6.8.4 Project: Generative Models in Practice [Optional]
Section Overview
A generative project is not finished when it produces one nice sample. You need to show quality, diversity, stability, failures, and why one checkpoint is worth keeping.
Learning Objectives
- Explain why generative projects need different evaluation from classification.
- Track quality and diversity together.
- Build a small checkpoint review table.
- Identify mode collapse and blurry-output failure modes.
- Package generated samples as project evidence.
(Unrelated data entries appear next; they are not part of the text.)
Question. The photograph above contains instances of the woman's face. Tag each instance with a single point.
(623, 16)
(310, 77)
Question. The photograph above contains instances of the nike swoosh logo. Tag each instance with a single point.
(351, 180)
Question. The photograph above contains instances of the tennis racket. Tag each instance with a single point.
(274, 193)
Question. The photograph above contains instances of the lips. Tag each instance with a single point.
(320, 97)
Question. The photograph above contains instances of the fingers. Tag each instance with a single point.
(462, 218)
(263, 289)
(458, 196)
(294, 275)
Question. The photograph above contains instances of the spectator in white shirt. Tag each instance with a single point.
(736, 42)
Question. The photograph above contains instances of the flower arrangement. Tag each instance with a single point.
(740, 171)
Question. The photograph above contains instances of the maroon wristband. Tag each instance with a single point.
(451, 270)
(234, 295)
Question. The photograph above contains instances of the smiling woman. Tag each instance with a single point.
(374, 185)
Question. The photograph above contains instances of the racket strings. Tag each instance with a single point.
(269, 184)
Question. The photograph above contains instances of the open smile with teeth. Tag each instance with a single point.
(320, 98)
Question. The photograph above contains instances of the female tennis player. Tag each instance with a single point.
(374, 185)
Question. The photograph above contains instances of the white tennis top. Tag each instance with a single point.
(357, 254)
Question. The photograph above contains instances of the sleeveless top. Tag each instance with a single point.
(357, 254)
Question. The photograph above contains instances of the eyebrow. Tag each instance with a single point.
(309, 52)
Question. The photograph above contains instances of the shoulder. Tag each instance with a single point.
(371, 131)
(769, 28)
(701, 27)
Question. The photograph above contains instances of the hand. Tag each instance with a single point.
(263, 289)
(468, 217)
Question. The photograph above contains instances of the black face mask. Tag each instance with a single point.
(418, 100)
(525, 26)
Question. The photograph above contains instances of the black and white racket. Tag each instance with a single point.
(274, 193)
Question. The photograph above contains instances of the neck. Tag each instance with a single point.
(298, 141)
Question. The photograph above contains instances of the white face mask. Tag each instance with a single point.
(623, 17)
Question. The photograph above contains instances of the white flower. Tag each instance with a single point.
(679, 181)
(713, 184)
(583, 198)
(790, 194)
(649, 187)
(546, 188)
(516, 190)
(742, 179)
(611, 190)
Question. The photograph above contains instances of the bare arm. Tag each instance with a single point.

See the Evaluation Loop First

train -> sample checkpoints -> review quality + diversity -> keep failures -> choose next step
For a practice project, choose a generation target that is:
- visually inspectable;
- small enough to train or simulate;
- easy to compare across checkpoints.
Digits, icons, simple shapes, or tiny grayscale patterns are better first projects than open-ended photorealistic generation.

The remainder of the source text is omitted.